Contrast agents (CA) currently used in GB diagnosis are based in Gadolinium (Gd) which is not exempt of risks in case of patients with renal pathology. In addition, most of its effects are appreciated in T1w MRI although novel studies are pointing to the potential advantages of using dual (T1-T2) agents. In this thesis, a set of novel CA with dual potential was evaluated in collaboration with ICN2 (Institut Català de Nanociència i Nanotecnologia), with a well established path of ex vivo studies for selecting the best agent to proceed with in vivo contrast-enhanced dynamic studies. Dual enhancement MRI image algebra calculated showed the dual properties of candidate CAs. An Fe-based agent was chosen for in vivo studies. This CA proved to be safe in tolerability studies and to show both T1 and T2 effects in a short time frame, allowing to gather both type of data in the same exploration. This type of agents could have clear translational potential in the near future.
Once diagnosed, GB should be treated and one of the challenges faced by clinicians is the therapy response follow-up. We have optimized a volumetric, 3D-like MRSI analysis which was applied to GL261 GB tumour-bearing mice either untreated or under TMZ treatment. Then, nosological images were obtained through semi-supervised pattern recognition analysis and classifying tissues in responding, unresponsive or normal. We established the parameter TRI, Tumour Responding Index, which allowed objective categorization of the response level taking into account the percentage of “responding” tissue detected. Mice were then categorized within arbitrary cut-off values: low response (LR), intermediate response (IR) and high response (HR). Histopathological studies confirmed an inverse correlation between the TRI and Ki67 proliferation rate, provided Ki67 cells/mm2 was used instead of percent, due to variable cell morphology and cellular volume. The TRI presented an oscillatory pattern with peak maxima every 6-7 days, as opposed to tumour volume changes. This 6-7 day oscillation would be in agreement with host immune system recruitment for therapy response, also supported by histopathological findings of lymphocyte-like cells infiltrating responding tissue.

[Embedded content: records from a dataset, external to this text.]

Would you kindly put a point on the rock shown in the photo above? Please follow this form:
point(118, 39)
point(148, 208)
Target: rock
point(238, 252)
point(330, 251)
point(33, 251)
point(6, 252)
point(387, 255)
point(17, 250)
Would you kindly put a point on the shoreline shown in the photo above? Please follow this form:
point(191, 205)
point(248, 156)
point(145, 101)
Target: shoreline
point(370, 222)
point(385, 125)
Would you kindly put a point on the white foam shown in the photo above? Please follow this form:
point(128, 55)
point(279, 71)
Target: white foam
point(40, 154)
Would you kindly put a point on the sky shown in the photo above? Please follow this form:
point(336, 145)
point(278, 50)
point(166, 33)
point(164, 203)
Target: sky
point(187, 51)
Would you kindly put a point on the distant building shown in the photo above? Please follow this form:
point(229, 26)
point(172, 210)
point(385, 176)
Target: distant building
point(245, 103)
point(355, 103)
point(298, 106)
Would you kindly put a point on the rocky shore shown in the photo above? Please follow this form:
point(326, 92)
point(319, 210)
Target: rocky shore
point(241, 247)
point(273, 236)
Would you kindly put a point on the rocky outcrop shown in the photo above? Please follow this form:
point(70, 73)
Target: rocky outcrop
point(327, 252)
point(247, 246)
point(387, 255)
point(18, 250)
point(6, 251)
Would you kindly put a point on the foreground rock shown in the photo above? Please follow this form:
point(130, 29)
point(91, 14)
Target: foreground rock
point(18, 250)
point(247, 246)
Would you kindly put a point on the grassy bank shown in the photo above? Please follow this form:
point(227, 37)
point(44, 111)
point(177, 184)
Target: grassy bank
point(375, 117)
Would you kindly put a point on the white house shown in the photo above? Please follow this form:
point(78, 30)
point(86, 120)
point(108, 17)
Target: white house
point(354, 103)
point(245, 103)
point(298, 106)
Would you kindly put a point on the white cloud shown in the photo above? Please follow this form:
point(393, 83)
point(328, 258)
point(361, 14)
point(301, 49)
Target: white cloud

The potential of gold nanoparticles (NP) for hyperthermia was investigated as an alternative treatment in GL261 GB. For this, a set-up for laser NIR irradiation inside the MR scanner was implemented for hyperthermia ex vivo/in vivo with wt and GL261 tumour-bearing mice. Hollow Gold Nanospheres and Nanorods were studied for heating potential in vitro and ex vivo, achieving discrete results. In vitro studies showed that PEGylated Hollow Gold Nanospheres did not affect GL261 cell viability and were internalized by ca 30% of GL261 cells. Several words of caution resulted from this study, namely: tolerability issues should be improved through new NP synthesis with suitable levels of endotoxin; care should be taken in order to avoid excessive/abrupt brain temperature increase; NIR irradiation inside the MR scanner is not exempt of risks and a whole safety system was developed to prevent fire break incidents; the use of orthotopic brain tumours is challenging for NIR irradiation, due to either need of high accumulation of NP inside tumours and NIR dissipation through tissues until reaching the inner part of the brain.